Would God prefer that our wealth be controlled by free people exchanging goods and services in a free market or by government? By a system that maximizes individual opportunity or by a system that minimizes the individual? By us or by the world around us? If you ask these questions of millennials (the 83.1 million Americans born between 1982 and 2000), you’ll get a surprising answer.
Harvard polling reveals that 51 percent of Americans between the ages of 18 and 29 (the bulk of the millennial generation) reject capitalism, which is another term for free-market economics—the economic system that has shaped America and fuels the world’s progress. Characterized by high levels of free enterprise and private ownership of property, this way of organizing the economy and meeting the needs of society, though imperfect, has proven better for the flourishing of individuals and societies than anything else humanity has tried.
Indeed, economic theories like socialism and its cousin, communism, have been tried and have failed repeatedly. Yet Pew Polling finds that more millennials hold positive views of socialism—an economic system characterized by high levels of state control, government intervention, and collective ownership—than hold negative views of socialism. Even more worrisome, only 55 percent of millennials think “communism was and still is a problem.” (Yikes! Communism was responsible for 100 million murders in the 20th century.)

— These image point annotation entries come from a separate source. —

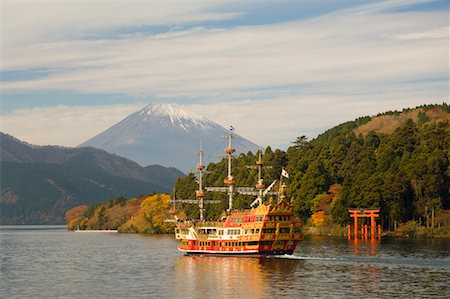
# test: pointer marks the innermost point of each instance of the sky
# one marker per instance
(275, 70)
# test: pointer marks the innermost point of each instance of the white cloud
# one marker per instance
(274, 122)
(336, 51)
(63, 125)
(273, 82)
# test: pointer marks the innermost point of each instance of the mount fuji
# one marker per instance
(165, 134)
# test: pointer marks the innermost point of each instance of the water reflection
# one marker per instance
(231, 276)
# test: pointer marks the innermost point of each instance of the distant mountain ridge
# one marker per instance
(14, 150)
(39, 183)
(167, 135)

Among all generations of American adults, 60 percent still hold a positive view of free-market capitalism, and 85 percent have a positive opinion of free enterprise. Still, the millennial generation is larger than the baby boomer generation, and millennials are only now coming into their own as a political-cultural force. In other words, millennials and their anomalous views on capitalism will be around for many decades to come, which means they will wield increasing amounts of political-cultural influence.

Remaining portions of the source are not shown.